Cette prédominance du corps est associée dans son œuvre à l’emploi de la ligne serpentine comme pour mieux excéder cette question de la palpabilité. Il y va ainsi d’une irrésistible mesure de ravissement en ce sens que le regardeur se laisse en effet ravir par la réalité équivoque et fugace des scènes qui lui sont proposées. L’art de Klossowski est fondamentalement requis par l’idée de rapt.

Des scenarii sans début ni fin
La Descente au sous-sol (1967), Roberte interprétée par les routiers (1972), Les Barres parallèles (1976), Roberte dans le rôle de Valentine (1981), Roberte et les Collégiens VII (le cauchemar d’Antoine) (1989)… Figure récurrente de ses écrits, inspirée de son épouse, Roberte l’est également de ses dessins.
Elle y est l’actrice principale occupant le rôle parangon de la femme mûre, tout à la fois ordonnatrice et dominatrice des saynètes érotiques et perverses que lui invente son auteur. Véritables tableaux vivants se référant volontiers à Sade et à Nietzsche, l’œuvre graphique de Klossowski en appelle à toutes sortes de jeux de réciprocité et d’identité dans une conception maniériste proche de la pensée de Panofsky lorsqu’il appréhendait celle-ci à l’aune d’un monde indissociable de sa doublure.
Si le dessin de l’artiste doit à Ingres le goût des déformations voluptueuses à la façon d’une Angélique délivrée par Roger, il n’est en rien académique, ni policé.

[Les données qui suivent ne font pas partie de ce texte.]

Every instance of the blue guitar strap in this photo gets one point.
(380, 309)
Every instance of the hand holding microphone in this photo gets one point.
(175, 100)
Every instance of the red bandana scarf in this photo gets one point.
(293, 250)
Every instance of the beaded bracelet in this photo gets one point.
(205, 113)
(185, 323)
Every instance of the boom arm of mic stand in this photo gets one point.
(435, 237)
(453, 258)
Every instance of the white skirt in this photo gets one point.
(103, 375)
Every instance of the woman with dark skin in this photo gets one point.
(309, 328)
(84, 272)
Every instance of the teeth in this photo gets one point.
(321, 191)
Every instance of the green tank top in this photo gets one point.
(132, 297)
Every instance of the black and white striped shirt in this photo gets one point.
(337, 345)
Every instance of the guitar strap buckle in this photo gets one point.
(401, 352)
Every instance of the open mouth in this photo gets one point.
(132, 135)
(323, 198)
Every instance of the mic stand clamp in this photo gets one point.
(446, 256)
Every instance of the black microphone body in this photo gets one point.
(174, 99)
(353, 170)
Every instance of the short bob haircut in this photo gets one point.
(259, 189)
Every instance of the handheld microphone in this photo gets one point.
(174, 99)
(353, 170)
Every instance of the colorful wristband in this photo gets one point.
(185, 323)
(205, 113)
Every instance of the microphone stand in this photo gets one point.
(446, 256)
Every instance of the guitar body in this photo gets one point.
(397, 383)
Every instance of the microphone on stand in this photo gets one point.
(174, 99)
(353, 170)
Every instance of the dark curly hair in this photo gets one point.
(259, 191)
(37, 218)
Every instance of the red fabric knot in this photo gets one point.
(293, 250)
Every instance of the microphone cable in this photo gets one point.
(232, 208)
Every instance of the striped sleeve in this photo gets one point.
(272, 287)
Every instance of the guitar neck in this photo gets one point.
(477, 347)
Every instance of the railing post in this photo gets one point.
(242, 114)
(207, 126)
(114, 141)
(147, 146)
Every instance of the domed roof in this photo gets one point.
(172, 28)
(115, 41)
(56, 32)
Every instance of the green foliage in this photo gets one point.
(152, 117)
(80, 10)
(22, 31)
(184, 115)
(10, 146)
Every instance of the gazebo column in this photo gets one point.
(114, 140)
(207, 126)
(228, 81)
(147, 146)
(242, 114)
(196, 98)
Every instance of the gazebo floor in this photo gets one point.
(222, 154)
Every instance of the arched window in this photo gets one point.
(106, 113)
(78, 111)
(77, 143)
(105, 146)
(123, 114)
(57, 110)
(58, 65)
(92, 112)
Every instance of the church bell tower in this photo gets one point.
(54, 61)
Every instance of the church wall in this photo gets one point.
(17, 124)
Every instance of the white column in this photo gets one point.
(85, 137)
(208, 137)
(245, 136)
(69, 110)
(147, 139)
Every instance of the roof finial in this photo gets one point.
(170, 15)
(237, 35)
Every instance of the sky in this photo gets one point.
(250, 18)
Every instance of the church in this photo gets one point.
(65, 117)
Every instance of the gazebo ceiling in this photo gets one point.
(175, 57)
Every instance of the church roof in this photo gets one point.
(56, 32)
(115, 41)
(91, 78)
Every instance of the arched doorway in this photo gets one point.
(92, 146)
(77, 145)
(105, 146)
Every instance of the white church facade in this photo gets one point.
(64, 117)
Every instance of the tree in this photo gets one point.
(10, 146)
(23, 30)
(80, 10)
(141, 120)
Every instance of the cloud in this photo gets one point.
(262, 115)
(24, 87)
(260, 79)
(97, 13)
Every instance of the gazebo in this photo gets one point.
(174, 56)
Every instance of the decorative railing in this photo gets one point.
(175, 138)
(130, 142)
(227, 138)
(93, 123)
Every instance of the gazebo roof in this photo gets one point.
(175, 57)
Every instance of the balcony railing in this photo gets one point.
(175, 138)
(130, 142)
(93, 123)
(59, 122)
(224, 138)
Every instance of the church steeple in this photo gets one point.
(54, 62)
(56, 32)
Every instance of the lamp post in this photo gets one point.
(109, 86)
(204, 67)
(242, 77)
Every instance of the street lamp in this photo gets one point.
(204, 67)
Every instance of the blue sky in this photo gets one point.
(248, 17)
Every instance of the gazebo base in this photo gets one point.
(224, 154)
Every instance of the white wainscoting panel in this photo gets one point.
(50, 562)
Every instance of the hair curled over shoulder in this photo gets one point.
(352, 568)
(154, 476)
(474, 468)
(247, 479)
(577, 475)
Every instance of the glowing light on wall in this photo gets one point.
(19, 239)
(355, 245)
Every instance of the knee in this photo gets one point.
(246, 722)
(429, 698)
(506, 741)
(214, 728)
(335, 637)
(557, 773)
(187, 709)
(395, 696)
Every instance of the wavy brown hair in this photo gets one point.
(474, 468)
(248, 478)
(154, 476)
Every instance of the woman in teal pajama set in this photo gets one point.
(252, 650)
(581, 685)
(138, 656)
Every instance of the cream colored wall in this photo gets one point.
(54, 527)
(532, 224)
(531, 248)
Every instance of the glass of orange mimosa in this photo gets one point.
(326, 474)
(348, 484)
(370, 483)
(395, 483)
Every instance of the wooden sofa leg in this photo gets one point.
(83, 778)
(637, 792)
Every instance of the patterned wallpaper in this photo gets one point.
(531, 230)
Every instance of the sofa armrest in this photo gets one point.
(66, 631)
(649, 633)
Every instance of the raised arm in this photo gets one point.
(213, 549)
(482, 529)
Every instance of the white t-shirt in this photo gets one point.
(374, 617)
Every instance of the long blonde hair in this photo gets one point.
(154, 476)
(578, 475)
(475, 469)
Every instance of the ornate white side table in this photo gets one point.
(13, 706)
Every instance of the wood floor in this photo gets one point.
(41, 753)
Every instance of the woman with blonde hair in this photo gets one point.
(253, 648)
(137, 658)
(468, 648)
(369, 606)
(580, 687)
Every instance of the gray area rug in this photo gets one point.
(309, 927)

Bien au contraire, alors que le maître du xixe le cède à la pudeur, l’autre « se démarque de toute censure, qu’elle soit morale ou formelle » (Catherine Grenier).
Véritables arrêts sur image, les œuvres de Klossowski s’apprécient dans le suspens d’un scénario qui n’aurait ni commencement, ni suite, ni fin. Si leur relation à la photographie est éminente, c’est que ce qu’elles « racontent » semble gelé, comme saisi dans la matière même de la mine de plomb et du crayon de couleur.
Face à cette œuvre quelque peu dérangeante, dont les images aux poses et aux cadrages retenus sont souvent impudiques, voire outrées, nous nous trouvons en présence de mises en scène dont la temporalité s’éternise dans l’instant. Ce temps suspendu y est le lieu privilégié de refuge du sens. L’art de Pierre Klossowski qui dénonce la fuite en avant de la théorie perspectiviste d’Alberti construit un monde qui ramène et referme l’espace au temps du sujet. Pour les décliner à huis clos, en quelque sorte.

Autour de l’exposition

Informations pratiques « Pierre Klossowski », du 4 avril au 4 juin 2007. Commissariat : Sarah Wilson, Agnès de La Beaumelle. Centre Georges Pompidou, place Georges-Pompidou, Paris IVe. Métro Rambuteau. Ouvert tous les jours sauf le mardi de 11 h à 21 h, le mercredi jusqu’à 22 h. Tarifs : 10 € et 8 €, tél. 01 44 78 12 33, www.centrepompidou.fr

Cet article a été publié dans L'ŒIL n°590 du 1 avril 2007, avec le titre suivant : Le dessin à huis clos...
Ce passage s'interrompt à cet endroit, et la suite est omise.